Vi è una sottile e pericolosa contraddizione tra l’etica della visione e l’estetica del cinema. La prima si costituisce come pratica del “non intervento”. Qui la presenza è  un polo recettivo in cui un senso si potenzia a ridosso degli altri: la vista.

Vedere o  guardare (mettiamo per un attimo da parte l’osservazione) sono attività di “non  partecipazione”, per qualcuno come Susan Sontag l’atto della visione anche e  soprattutto quella mediata o mediale, è addirittura una scelta di morte, non solo o non  tanto perché la materia impressionata è già passato (quindi non è più), quanto perché  un uomo che guarda un altro lottare, è un uomo che non lotta, un uomo che guarda un  altro vivere, è un uomo morto. In tal senso vedere è un po’ morire, è un atto di  ignavia, un limbo pacifico, è un comodo disparte.

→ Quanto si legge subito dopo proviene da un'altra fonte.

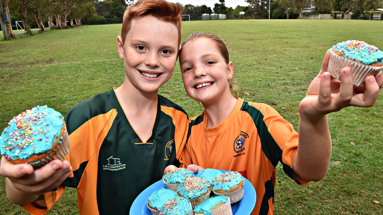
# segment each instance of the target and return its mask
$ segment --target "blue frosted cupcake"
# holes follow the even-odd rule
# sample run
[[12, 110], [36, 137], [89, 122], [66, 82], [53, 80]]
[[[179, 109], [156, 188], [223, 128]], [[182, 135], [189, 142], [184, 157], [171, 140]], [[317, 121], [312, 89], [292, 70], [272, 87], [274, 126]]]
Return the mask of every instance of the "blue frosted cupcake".
[[196, 205], [209, 198], [211, 191], [210, 183], [202, 178], [197, 177], [185, 178], [177, 188], [178, 195], [190, 201], [193, 209]]
[[230, 198], [231, 203], [241, 200], [244, 194], [245, 180], [241, 173], [230, 171], [221, 174], [214, 178], [211, 190], [216, 195], [225, 195]]
[[147, 207], [152, 214], [159, 215], [160, 209], [166, 202], [177, 196], [177, 193], [165, 188], [161, 188], [154, 192], [147, 200]]
[[353, 84], [363, 86], [368, 75], [375, 75], [383, 68], [383, 52], [376, 47], [357, 40], [348, 40], [332, 46], [330, 52], [328, 71], [340, 80], [340, 71], [351, 69]]
[[177, 187], [182, 180], [190, 177], [194, 177], [192, 171], [185, 168], [177, 168], [164, 176], [162, 181], [167, 189], [176, 191]]
[[230, 198], [224, 195], [212, 197], [194, 208], [195, 215], [232, 215]]
[[164, 204], [159, 215], [194, 215], [190, 202], [177, 196]]
[[62, 115], [46, 105], [37, 106], [8, 122], [0, 136], [0, 154], [14, 164], [38, 167], [63, 160], [69, 144]]
[[222, 173], [221, 171], [214, 169], [206, 169], [199, 174], [197, 177], [205, 179], [209, 183], [211, 183], [214, 178]]

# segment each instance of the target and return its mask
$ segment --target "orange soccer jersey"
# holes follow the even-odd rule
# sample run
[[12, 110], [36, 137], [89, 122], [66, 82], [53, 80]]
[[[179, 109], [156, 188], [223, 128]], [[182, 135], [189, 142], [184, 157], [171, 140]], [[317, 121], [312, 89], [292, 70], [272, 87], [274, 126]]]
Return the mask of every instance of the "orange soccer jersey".
[[229, 117], [216, 127], [206, 127], [205, 112], [189, 120], [190, 136], [182, 160], [186, 165], [240, 172], [257, 193], [252, 214], [273, 214], [278, 161], [297, 183], [308, 182], [293, 171], [298, 134], [268, 105], [237, 100]]

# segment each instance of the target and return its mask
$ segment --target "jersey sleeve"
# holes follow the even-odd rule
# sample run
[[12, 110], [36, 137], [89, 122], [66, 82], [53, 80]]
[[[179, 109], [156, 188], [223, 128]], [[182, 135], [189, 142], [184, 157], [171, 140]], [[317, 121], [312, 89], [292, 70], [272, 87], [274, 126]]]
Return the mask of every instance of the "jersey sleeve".
[[[273, 143], [268, 143], [268, 145], [271, 143], [272, 145], [275, 145], [273, 150], [268, 149], [265, 150], [263, 145], [262, 149], [266, 151], [266, 153], [274, 154], [274, 161], [277, 163], [278, 161], [280, 162], [283, 171], [298, 184], [303, 184], [308, 182], [309, 181], [301, 178], [293, 170], [294, 157], [298, 149], [298, 133], [294, 130], [293, 125], [285, 120], [271, 106], [263, 104], [253, 104], [260, 111], [261, 115], [263, 115], [263, 121], [267, 127], [264, 129], [267, 130], [261, 132], [260, 136], [266, 136], [270, 134], [272, 138], [269, 140], [273, 140], [274, 141], [272, 142], [275, 141]], [[271, 152], [272, 150], [274, 151]], [[276, 163], [274, 163], [273, 164], [275, 166]]]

Dall’altra parte c’è il cinema, grande occhio di un secolo, dispositivo della grande  visione; grande perché globale, grande perché occidentale, grande perché capillare,  grande perché “si muove”. Ecco, in questa sua primordiale e “vistosissima” facoltà  del valore mobile, il Cinema ha il suo “perché”… etico ed estetico! Sono proprio  quelle “sezioni mobili” (quelle che Bergson scoprì salvo poi contraddirsi) cui il  cinema non imprime movimento, ma che dà direttamente come movimento, o meglio  come immagini-movimento, a fare la differenza tra il vedere e il morire, lo scarto tra  lo “spectàre” e il partecipare. Poiché il movimento anche quando non ha télos  produce il cambiamento nei valori che gli preesistono, facendo e disfacendo,  provocando interruzioni e accelerazioni per poi riversale nel Tutto che le contiene  (facciamo il celebre esempio del bicchiere d’acqua cui aggiungiamo dello zucchero:  se interveniamo con un cucchiaino, velocizziamo, dunque modifichiamo, il processo  di discioglimento dello zucchero, e così avremo cambiato non solo la struttura  molecolare dello zucchero, ma quella del Tutto che lo conteneva: il bicchiere  appunto!).

Una tale premessa si rivela indispensabile nel quadro delle questioni che qui  intendiamo discutere, quelle afferenti a un certo cinema che va sotto la  denominazione di “civile” e che cercheremo di interrogare attraverso gli esempi più  rappresentativi (o una parte di essi). Non solo, ma la materia costituente di cui  dicevamo, il movimento appunto, ci informa dei modi squisitamente  “cinematografici” di intervenire, di essere “civile”.  Cominciamo col dire che sussistono controversie più sottili e spinose nell’ambito del  cinema detto civile rispetto a quelle che appartengono a un cinema che noi  definiremo qui per convenzione e un po’ per provocazione “incivile”. La stessa  semantica del termine (civile) suggerisce una certa vocazione, manifesta in alcuni  autori o capitoli della storia del cinema, a rivolgere lo sguardo verso aspetti storico-politici o più in generale sociologici, con modalità rappresentative che spingono  verso un dialogo più interattivo e incisivo con la sala, una sorta di “chiamata  diretta”del testo cinematografico al suo spettatore che prontamente risponde  all’appello (pensiamo al pubblico di Ken Loach o guardando in casa nostra a quello di Moretti). Così concepito il cinema è espressione dell’umore civile e in quanto “forma  che fa discorso” si innesta su questo humus incidendo sul piano dei rapporti tra i  membri della comunità organizzata.

Data per buona questa definizione, abbiamo che il cinema è per sua stessa natura  (in quanto apparato discorsivo prodottosi da una data collettività in un dato momento  della sua storia politica e sociale) civile, e non è poi del tutto sbagliato pensarlo, non  fosse altro perché il senso che abbiamo dato al termine si applica alla gran parte delle  opere che popolano l’universo della cinematografia, anche a quelle più avulse da uno  spiccato “senso civico”.